Sep

22

 There are two ways to acquire the necessities of life:

· To produce them, or

· To plunder them

When plunder becomes a way of life for an outlaw town or group of men living together, they create for themselves a legal system that authorizes it and a moral code that glorifies it. The end result will be an escalation of theft until everyone steals each other silly. The only explanation I have for this condition in Slab City is that though stealing from each other is a silly game, it keeps the residents occupied. It's like a party university.

The heads of class look at stealing as a profession. It is a job where they devote time to refine the skill needed to maintain a constant level of success for a steady income. They normally do not spend a long time in one place, but are always scouting new locations, until landing in an outlaw town where there is a large turnover of marks.

The summa cum laude thieves and burglars are precise and logical in their actions. They have openings, middle, and end games like board contests. The winners do not hold their criminal acts in such high esteem, except they take pride in their work, and look down their noses at the amateurs who will not likely populate the town long before going to jail.

There is an evolution toward perfection of criminal activity, that requires constant attention and tinkering to stay on top of their game of robbing each other. Newly invented methods are as closely guarded as professional sports plays.

The most closely guarded news is a recently abandoned or deceased owner's homesteads that draws a land rush as soon as the owner is gone, or killed. The most popular things to look there are money jars, guns, drugs, and jewelry. I don't know anyone who has a bank account, or safety deposit box other than the inside of their walls or a hollowed out book, because banks require an ID which are sparse here. It costs nothing to open a jar and bury your stash, the common practice, which I follow. Whenever someone expires unexpectedly, his trailer insides are shredded looking for treasures in the walls, or beneath them.

Advance news is everything, or creating it.

One tricky thief who forever covets his neighbors' belongings uses a peculiar strategy to drive them out, or kill them, and then help himself to their camps, as follows.

The most common rattlesnake in these parts is the Coontail, distinguished by its alternating black-and-white tail bands just above the rattles. This is a flip-flop species of the also common Red Racer with alternating black-and-white head bands that eat rattlers.

One snake handler gifted a neighbor into his stone hut a snake with black-and-white bands, with no rattles. He proclaimed it was a Red Racer that would eat any Coontail Western Diamondback Rattlesnakes within a 50-foot radius, much as one puts a cat in a mouse house. The grifter carefully eyed the expensive battery bank inside the hut as he did so, and went on his merry way with the heartfelt thanks of his neighbor.

Each day, the target saw the snake daily in his hut, stepping around and over it. Each day, the handler reappeared, and seemed surprised to see him still standing there.

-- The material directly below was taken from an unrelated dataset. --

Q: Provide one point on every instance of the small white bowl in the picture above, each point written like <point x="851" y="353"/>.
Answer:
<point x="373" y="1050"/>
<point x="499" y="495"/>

Finally, the mark grew suspicious and called me over for an identification.

Here are five lessons the Slab City thief can teach you to check your loses:

· Fearless – A criminal will go to great lengths to achieve his goal, even handling venomous snakes.
· Discreet - A thief stays mute about his schemes and acquisitions, and I never would have found out about the Coontail thief had not a victim told me.
· Details – The smallest detail is of the greatest importance to a thief; in this case, he covered his tracks by broadcasting it was a harmless Red Racer that he had let go.
· Patience – Grand larceny can take a month in the planning. The thief knew his neighbor would accept the Trojan, and the end result would be declared an accident.
· Always try again – The thief kept returning to see if his mark had been driven off, or bitten.

The tail end of this story is brief. I went to the stone hut and found the snake coiled under a stuffed chair. It was trying to buzz shaking a noiseless black-white banded tail. The Coontail thief had removed the rattles, so the snake couldn't announce its identity!

I was laughing so hard that I could hardly keep my hands still on the broomstick to gently lift the accomplice and carry it out to a wash.